To facilitate this mechanization of Indian farmers by making machines available to small/ marginal holdings as well, customer hiring centers were established. These hiring centers allow smallholding farmers to rent machinery instead of purchasing them and footing large investment costs.
Solutions: The problem statement opened for Indian Startups was to conceptualize for such hiring centers. Pradwan technologies (Farmsurge) and Greenday - Kisan ki Dukan, have been shortlisted for their solutions here. They’ve both suggested interesting platforms for connecting essential resources to farmers.
10. Technology to substitute the use of pesticides and insecticides to prevent pre-harvest losses
Insect, plant pathogen, and weed pests destroy more than 40% of all potential food production each year. This loss occurs despite the application of approximately 3 million tons of pesticide per year plus the use of a wide array of non-chemical controls, like crop rotations and biological controls. Due to the lack of effective, affordable and eco-friendly technologies to control pests, farmers are left with no choice but to continue spraying harmful and toxic pesticides on crops.
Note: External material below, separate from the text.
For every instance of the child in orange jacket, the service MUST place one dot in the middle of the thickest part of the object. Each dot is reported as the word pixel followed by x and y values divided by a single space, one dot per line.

Solutions: The challenge is looking for technology solutions to substitute the use of pesticides and insecticides to prevent pre-harvest losses. ATGC Robotics and Trithi robotics have been shortlisted for this. While one uses pheromones which are safe to use to get rid of pesticides, another uses cutting edge drone technology to cover large land masses with minimal cost of spraying. We look forward to how each of these gets adopted by the Ministry of Agriculture.